Asher’s eyes were tender as he gazed into her own.
“Exactly, and that’s the problem. You’re looking for these huge miracles that scream in your face, but you’re missing the ones that whisper.
So many things had to go right for Cora to be alive.
For all we know, had we been five minutes later, she and Lily could have completed their ritual killing properly. ”
She felt a flicker of guilt rising in her chest.
Part of her wanted to argue, but she could see his point. Asher seemed to find God everywhere while she relegated Him to the shadowy moments of life, to be turned to only in extreme desperation.
Maybe she was just blind, so used to seeing things with the eyes of a scientist that she forgot her own bias.
“This isn’t the first time this kind of miracle happened to you, either,” Asher said, raising an eyebrow. “And I’m not just talking about narrowly escaping that flood.”
She pulled away from him a little, crossing her arms over her chest as the realization slammed into her. She knew where this was going.
Why had it taken so long for her to understand?
“John. When John almost died,” she said at last, her voice quiet.
“Yup.”
“I hadn’t told him I was coming to see him that day. I didn’t even really plan it. It just kind of happened. But if I hadn’t been there…”
She didn’t want to say the words, but Asher finished the sentence for her.
“If you hadn’t been there, exactly when you were there, Rome would have died. God was always in control, down to the very last millisecond, timing every minute of that day so that your brother would not only survive, but get a true second chance, with his mind intact.”
The thought made her feel strangely sick, but there was no way she could deny it.

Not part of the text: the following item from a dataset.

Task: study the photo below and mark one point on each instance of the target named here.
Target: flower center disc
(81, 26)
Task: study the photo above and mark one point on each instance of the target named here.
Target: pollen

The mathematical odds of it all being a coincidence were staggeringly low.
No, they were impossibly low when adding all of the factors together. He shouldn’t have lived through being unconscious that long, let alone without brain damage.
It was a miracle.
A miracle she’d never once thanked God for.
“And do you know why He did it?” Asher prompted.
She shook her head, not bothering to wipe away the tears that had begun to slide down her cheeks.
“He did it for the same reason He performs any miracle: He did it so that you would see Him, and that you would turn to Him. He wanted you to live, too.”
Asher’s words were gentle, but inside, she felt like every part of her was breaking.
God loved her so much, and she hadn’t accepted His love.
She hadn’t even noticed it.
“I–I rejected the miracle,” she stammered, struggling to get the words out through her shame and guilt. “And today I rejected another one.”
She was crying freely now. Asher swept her into his arms, pulling her close against his chest, warming her straight through.
“No,” he said firmly. “It’s not over until you’re dead in the ground, Karlin. You can turn to Him at this moment. You can start saying yes. Right here, and right now.”